A Ruiz Matoses lo enviaron a esperar su retiro en una unidad de tropas guardafronteras. Días después fue arrestado y procesado bajo acusaciones de salida ilegal del país, desacato, conducta deshonrosa, espionaje y deserción.

“Mi papá salía con millones de dólares en la maleta a comprar tecnología a Japón. Si de verdad hubiera querido irse del país, lo hubiera hecho. Lo acusaron sin pruebas”, dice Omara, y agrega: “Él no tiene nada que ver con Ochoa, cuando han querido hacernos daño a nosotros siempre nos achacan que él estuvo en la causa de Ochoa, pero eso es mentira”.

Después de salir de prisión, Ruiz Matoses solicitó asilo político en Estados Unidos, pero le fue denegado.

“No te voy a dejar sola”

Omara Ruiz Urquiola tiene ahora 45 años y es profesora del Instituto Superior de Diseño de La Habana (ISDI). Hace ya bastante tiempo que está luchando por su salud.

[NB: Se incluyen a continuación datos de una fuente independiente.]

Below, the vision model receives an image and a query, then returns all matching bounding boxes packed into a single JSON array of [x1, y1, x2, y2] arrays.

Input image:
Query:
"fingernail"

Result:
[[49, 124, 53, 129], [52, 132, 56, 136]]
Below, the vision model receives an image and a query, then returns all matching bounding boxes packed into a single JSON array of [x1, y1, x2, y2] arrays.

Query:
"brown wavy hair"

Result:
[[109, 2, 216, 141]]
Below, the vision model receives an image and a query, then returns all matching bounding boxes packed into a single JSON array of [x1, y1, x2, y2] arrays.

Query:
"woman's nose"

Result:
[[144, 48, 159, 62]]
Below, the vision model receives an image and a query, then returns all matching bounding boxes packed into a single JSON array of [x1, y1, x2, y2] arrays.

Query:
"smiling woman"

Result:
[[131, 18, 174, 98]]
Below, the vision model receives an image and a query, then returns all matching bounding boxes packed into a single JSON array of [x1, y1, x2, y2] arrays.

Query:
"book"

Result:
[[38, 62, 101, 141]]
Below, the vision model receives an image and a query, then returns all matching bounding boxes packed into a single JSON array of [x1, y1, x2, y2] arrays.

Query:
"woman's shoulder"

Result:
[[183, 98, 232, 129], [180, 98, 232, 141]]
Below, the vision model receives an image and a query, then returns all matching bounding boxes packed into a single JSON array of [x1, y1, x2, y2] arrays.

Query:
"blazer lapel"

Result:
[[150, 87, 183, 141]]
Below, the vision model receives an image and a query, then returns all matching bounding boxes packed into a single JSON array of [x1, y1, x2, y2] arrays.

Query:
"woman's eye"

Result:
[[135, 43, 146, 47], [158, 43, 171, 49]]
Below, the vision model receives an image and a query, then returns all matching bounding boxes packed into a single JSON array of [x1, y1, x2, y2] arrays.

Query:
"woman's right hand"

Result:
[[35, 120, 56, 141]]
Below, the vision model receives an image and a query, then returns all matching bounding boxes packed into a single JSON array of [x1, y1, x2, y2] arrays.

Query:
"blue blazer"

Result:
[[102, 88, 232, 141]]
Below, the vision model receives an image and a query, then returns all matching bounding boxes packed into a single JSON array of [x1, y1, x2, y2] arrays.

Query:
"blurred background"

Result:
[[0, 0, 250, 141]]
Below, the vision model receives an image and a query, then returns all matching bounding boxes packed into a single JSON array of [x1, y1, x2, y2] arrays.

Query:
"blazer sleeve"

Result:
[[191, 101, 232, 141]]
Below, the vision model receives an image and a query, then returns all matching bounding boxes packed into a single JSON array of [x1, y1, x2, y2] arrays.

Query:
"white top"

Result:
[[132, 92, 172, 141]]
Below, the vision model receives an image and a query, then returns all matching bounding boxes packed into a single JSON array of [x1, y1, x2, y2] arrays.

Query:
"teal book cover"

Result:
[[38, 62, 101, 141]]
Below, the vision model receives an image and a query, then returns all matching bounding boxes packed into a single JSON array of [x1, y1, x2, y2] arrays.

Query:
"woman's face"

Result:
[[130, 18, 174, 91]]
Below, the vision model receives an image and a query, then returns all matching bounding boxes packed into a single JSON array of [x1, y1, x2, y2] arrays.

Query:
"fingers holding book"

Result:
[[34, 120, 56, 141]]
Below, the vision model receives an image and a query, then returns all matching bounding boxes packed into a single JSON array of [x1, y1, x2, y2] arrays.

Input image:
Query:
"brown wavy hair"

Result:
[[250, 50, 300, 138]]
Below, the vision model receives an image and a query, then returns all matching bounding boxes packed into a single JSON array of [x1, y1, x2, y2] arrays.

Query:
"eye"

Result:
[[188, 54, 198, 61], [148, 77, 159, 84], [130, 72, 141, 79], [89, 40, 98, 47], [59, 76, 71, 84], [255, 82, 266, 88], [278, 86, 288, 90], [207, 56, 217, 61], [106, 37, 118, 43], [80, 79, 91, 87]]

En 2004, Omara empieza a sentir una molestia en la mama derecha. Su hermano, a través de unas amistades, le resuelve una consulta en el Instituto Nacional de Oncología y Radiología (INOR).

A Omara la examinan físicamente una doctora y dos estudiantes de medicina. Le realizan además una biopsia y un ultrasonido. Los imagenólogos dicen: “No tienes problemas si se acaba el agua en tu casa; todo lo que tú tienes son quistes de agua”.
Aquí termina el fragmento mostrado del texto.